## Creating a data model

In this notebook we will create and apply a new **data model/schema** to a raw `.imma` file, using the [mdf_reader](https://git.noc.ac.uk/iregon/mdf_reader) tool. We will add supplemental metadata to the basic `imma1` data model and display supplemental data as a pandas dataframe.

Lets first import all the tools that we will need.

In [None]:
import os
import sys

sys.path.append("/home/bea/")

import mdf_reader

The `mdf_reader` tool comes with data model templates of `.json` files, that we can use to build our models. For more information see the following [manual](https://git.noc.ac.uk/iregon/mdf_reader/-/blob/master/docs/User_manual.docx).

In [None]:
path_to_data_models = "/home/bea/c3s_work/mdf_reader/data_models/lib/"

template_names = mdf_reader.schemas.templates()
template_names

According to the manual, ICOADS data stored with the [IMMA format](https://icoads.noaa.gov/e-doc/imma/R3.0-imma1.pdf) represents a complex data model, since the data includes blocks of sections which are exclusive to certain DCK's (e.g. data coming from the NOAA National Climatic Data Center (NCDC) TD-11 formats). Most of the ICOADS data however will need a **schema** based on the `imma1.json` format, which is based on the template: `*_complex_opt.json`.

Lets try to build our own **schema** based on this template for a new dck. In this notebook we will organise the data and metadata from the **US Maury collection** that corresponds to `source/dck 069-701`.

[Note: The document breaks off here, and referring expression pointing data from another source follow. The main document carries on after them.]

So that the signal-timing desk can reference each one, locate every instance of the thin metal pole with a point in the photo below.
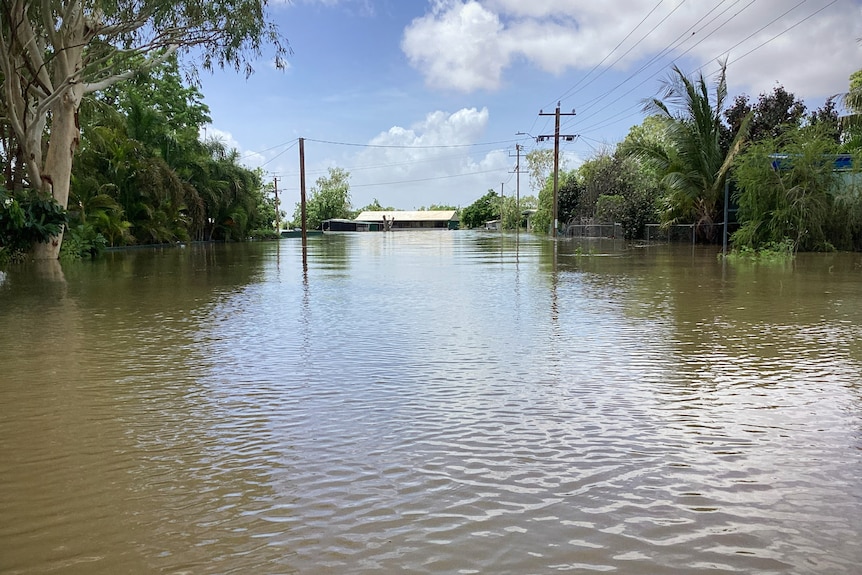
(302, 206)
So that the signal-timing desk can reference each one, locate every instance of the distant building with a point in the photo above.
(341, 225)
(413, 220)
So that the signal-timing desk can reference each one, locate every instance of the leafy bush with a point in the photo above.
(27, 217)
(82, 242)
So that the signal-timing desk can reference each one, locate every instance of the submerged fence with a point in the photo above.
(677, 233)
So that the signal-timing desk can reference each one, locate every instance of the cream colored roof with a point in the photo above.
(409, 216)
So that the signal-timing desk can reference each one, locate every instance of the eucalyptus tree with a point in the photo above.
(691, 159)
(54, 52)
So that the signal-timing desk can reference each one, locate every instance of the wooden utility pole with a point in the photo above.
(518, 182)
(302, 209)
(277, 216)
(557, 136)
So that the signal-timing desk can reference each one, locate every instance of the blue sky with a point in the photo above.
(421, 100)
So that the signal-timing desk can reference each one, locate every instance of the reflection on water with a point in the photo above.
(448, 402)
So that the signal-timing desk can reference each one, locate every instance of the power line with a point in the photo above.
(675, 44)
(402, 147)
(770, 23)
(571, 90)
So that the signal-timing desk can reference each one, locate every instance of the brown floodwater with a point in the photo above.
(431, 402)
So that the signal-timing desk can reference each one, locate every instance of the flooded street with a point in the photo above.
(431, 402)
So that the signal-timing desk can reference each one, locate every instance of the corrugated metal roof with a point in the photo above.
(409, 216)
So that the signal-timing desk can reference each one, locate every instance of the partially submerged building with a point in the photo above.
(357, 225)
(412, 220)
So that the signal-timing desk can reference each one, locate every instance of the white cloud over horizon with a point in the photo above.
(809, 47)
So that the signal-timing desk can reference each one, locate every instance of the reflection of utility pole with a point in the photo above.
(302, 201)
(277, 216)
(556, 137)
(518, 183)
(502, 205)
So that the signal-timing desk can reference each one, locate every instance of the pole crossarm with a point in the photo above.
(556, 135)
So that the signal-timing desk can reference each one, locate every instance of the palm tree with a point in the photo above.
(693, 163)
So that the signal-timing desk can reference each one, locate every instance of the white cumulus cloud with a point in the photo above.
(809, 47)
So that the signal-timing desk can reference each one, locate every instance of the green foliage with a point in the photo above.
(569, 195)
(27, 218)
(628, 184)
(791, 198)
(610, 209)
(511, 214)
(82, 242)
(482, 210)
(542, 219)
(770, 117)
(690, 156)
(540, 165)
(142, 175)
(770, 253)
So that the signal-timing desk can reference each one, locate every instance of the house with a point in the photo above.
(412, 220)
(358, 225)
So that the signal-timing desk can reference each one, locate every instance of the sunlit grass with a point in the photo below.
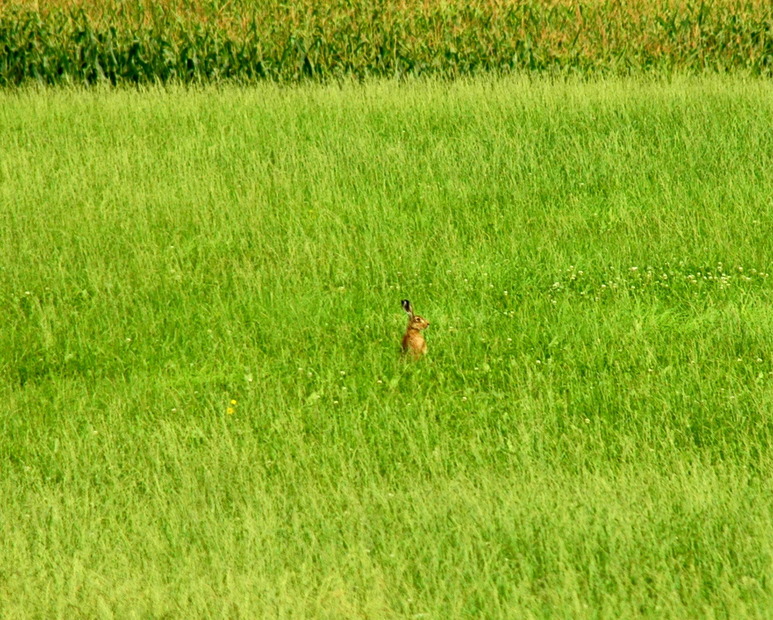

1. First lets read a raw `.imma` file from dck 701 as an example, for a subset of the data collected in April/1845.

In [None]:
schema = "imma1"

data_file_path = "/home/bea/c3s_work/mdf_reader/tests/data/069-701_1845-04_subset.imma"

data_raw = mdf_reader.read(data_file_path, data_model=schema)

In [None]:
data_raw.data["c99"]

The `c99` column is a bit messy. Here, we will need to separate the Suplememal Metadata ingestied in ICOADS as an entire string and sort each row out according to the source&dck documentation.

2. We then need to make a new data model or **schema** to be stored in the library folder of the `mdf_reader`. For this we create a folder with the name `imma1_d701` in the lib directory.
1. Under this folder (`/data_models/lib/imma1_d701`) we will need to add a `.json` file with the same name. This `imma1_d701.json` file will contain all the data model information with instructions on how to subdivide the metadata added to `c99`. The name of the file is `imma1_d701.json` because the data model for this deck is based on the `imma1` template shown above, but the `c99` will be further subdivided into other columns/sections.

In [None]:
path_to_folder = "/home/bea/c3s_work/mdf_reader/data_models/lib/"
model_name = "imma1_d701"
model_path = os.path.join(path_to_folder, model_name)
model_path

> Uncomment the following lines to create new data models. This folder is already withing the repository so you dont need to run the lines below. They only serve as a guide for further schemas

In [None]:
# if not os.path.exists(model_path):
#     os.makedirs(model_path)

In that path we will copy the template that we will based our **schema** from. In this case the `imma1` schema.

In [None]:
# import shutil
# shutil.copyfile(os.path.join(path_to_folder, 'imma1/imma1.json'),  os.path.join(model_path, model_name+'.json'))

Now we need to make a directory called `code_tables` and copy all `code_tables` from the `imma1` folder template

In [None]:
# import shutil
# shutil.copytree(os.path.join(path_to_folder, 'imma1/code_tables'), os.path.join(model_path,'code_tables'))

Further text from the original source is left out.